Similarly, as lesions
coalesce, a plane between them are generally maintained that would aid in
obtaining maximal
diameter measurements of each individual lesion. If the lesions have truly
coalesced such that
they are no longer separable, the vector of the longest diameter in this
instance generally is
the maximal longest diameter for the 'coalesced lesion'.

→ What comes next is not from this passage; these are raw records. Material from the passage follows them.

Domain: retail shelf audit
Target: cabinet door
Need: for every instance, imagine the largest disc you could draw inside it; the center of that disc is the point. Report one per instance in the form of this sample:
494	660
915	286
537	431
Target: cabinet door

[00242] While some non-target lesions in some cases are actually measurable,
they
generally are not measured and instead are generally assessed only
qualitatively at the time
points specified in the protocol.
[00243] Complete Response (CR): Disappearance of all non-target lesions and
normalization of tumor marker level. All lymph nodes are non-pathological in
size (<10 mm
short axis).
[00244] Non-CR/Non-PD: Persistence of one or more non-target lesion(s) and/or
maintenance of tumor marker level above the normal limits.
[00245] Progressive Disease (PD): Unequivocal progression (see comments below)
of
existing non-target lesions. (Note: the appearance of one or more new lesions
is also
considered progression).
[00246] When the subject also has measurable disease, to achieve 'unequivocal
progression' on the basis of the non-target disease, there generally is an
overall level of
substantial worsening in non-target disease such that, even in presence of SD
or PR in target
disease, the overall tumor burden has increased sufficiently to merit
discontinuation of
therapy. A modest 'increase' in the size of one or more non-target lesions is
usually not
sufficient to quality for unequivocal progression status. The designation of
overall
progression solely on the basis of change in non-target disease in the face of
SD or PR of
target disease is generally therefore extremely rare.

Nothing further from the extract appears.